The Solar System

Malloy, Christine Corning, et al. The Solar System. New York: Chronicle Books, 2003. Print.

Above image taken by C. Cournoyer

The Solar System by Christine Corning Malloy, Aaron Leighton, and the American Museum of Natural History is a wonderful compact little volume that manages to pack in some of the mystery of the solar system into just a few well-designed pages.

A fold-out book with facts about the planets in small tabs that open up into a frieze of the solar system, it includes graphics and information about our planets,  asteroids, comets, and various other objects (including Pluto!). Textboxes on each page describe the most interesting and essential facts about each object, surrounded by illustrations of each. When pulled out, the reader is able to see a graphic depiction of the solar system, and how each object fits into the whole. There is a small booklet attached to the back binding that has further information on the subject, including a great bibliography of open web resources.

The obvious feature of this lovely little book is the creative format; it reminds me of an artist book, and that’s not surprising, as Christine Corning Malloy is an art teacher. It works well in helping children visualize what each planet looks like as part of the solar system. The text is rather small, as it’s confined on small pages, and in small textboxes. But the main issue I find has to do with organization; the planets are not presented in sequential order from the sun, and this is somewhat confusing. For example, on the second and third pages, it presents Mercury, then the Earth’s Moon, and then Venus; Mars, Earth, and Jupiter follow on pages four and five. This might have to do with the way the book opens, but the presentation is problematic.

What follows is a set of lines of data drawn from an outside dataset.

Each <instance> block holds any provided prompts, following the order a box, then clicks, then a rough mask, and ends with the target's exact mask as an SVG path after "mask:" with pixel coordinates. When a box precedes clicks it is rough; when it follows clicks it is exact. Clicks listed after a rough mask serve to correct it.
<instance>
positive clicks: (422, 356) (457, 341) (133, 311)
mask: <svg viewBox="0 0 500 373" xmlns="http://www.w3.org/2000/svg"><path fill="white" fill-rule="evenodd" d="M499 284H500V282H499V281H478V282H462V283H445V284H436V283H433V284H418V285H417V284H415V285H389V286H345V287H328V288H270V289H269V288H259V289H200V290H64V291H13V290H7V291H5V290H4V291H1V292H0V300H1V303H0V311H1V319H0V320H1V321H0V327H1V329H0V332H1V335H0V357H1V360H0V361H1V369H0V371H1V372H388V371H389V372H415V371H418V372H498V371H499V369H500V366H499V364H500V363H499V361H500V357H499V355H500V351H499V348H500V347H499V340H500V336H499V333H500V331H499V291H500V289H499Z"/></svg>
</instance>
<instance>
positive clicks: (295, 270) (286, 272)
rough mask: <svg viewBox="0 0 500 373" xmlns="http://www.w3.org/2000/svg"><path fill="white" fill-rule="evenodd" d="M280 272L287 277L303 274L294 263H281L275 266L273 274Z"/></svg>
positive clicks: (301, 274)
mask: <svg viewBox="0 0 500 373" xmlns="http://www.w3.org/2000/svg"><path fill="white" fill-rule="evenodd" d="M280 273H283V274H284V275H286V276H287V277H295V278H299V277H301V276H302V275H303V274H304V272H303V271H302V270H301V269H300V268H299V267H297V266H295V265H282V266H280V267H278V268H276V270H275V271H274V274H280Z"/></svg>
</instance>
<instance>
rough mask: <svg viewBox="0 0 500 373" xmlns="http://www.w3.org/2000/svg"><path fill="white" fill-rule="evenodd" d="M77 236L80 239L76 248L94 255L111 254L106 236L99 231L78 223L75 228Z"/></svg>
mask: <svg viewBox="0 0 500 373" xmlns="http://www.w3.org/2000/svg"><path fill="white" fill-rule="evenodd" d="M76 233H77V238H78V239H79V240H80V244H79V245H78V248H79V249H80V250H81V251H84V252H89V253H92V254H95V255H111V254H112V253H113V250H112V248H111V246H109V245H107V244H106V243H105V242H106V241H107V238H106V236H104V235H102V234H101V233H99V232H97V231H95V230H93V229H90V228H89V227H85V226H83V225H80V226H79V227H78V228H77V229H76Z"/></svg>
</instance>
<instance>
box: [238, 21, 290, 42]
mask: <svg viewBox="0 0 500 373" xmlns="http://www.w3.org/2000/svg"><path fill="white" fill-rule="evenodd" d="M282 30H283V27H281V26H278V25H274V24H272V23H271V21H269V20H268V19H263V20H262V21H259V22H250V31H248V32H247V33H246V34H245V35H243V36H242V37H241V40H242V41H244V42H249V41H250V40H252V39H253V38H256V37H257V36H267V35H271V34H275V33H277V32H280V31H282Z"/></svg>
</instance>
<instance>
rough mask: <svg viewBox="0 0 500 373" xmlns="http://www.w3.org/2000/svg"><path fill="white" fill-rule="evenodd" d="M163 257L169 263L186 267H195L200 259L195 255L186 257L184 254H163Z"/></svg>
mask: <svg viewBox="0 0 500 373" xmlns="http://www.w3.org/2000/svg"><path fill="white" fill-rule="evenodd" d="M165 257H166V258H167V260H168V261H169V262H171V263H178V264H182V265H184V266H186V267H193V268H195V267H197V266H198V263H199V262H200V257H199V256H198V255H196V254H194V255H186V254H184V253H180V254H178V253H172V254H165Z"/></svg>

The third author on this book is the American Museum of Natural History in New York– a collaboration between science and art educators is usually a win-win, and this tiny book is no exception.


Wild Kratts Wild Sea Creatures: Sharks, Whales, and Dolphins!

Kratt, Chris and Martin Kratt. Wild Kratts Wild Sea Creatures: Sharks, Whales, and Dolphins! New York: Random House, 2014. Print.

Above image from

Wild Kratts Wild Sea Creatures: Sharks, Whales, and Dolphins, an easy reader non-fiction title, offers an introduction to some of the more fascinating (and high-interest for children) creatures in the ocean.

The Wild Kratts, Chris and Martin Kratt, are brothers who have their own PBS television show, a combination of live action and cartoon adventure that teaches children about the animal world. The brothers are lively and engaging, and their approach to science education is creative and appeals to all ages. This book takes the Kratt brothers’ approach, using devices well-known to fans (like Creature Power suits) to bring children into the world of the creature they’re examining. While they are well-known educators for children, there is an acknowledgement of thanks to a retired curator of the New York Aquarium for his expertise in advising on the content of the book.

The text is reminiscent of the television show, and makes for excellent easy reader style: repetitious, short declaratory sentences full of interesting facts. New concepts are well-incorporated, offering enough context (along with the illustrations) to build on prior knowledge. Most words are sight words, or are either simple compounds or easy to sound out. Information is well organized; though there are no chapters, the scope of the content is narrow enough and the flow of information logical enough to be cohesive.

Familiar, too, is the written dialogue among brothers, which is natural and casual, and easy to follow. Text is large, with few words per line, and few lines per page. An issue for young readers might be the lack of contrast between the black text and the blue of the background of some of the pages.

Wild Kratts Wild Sea Creatures: Sharks, Whales, and Dolphins is a fun and action-oriented children’s information book that pulls readers into the ocean to discover its cool creatures right alongside the Kratt Brothers. It’s an easy read and engaging for fans of the television show and for newbies as well.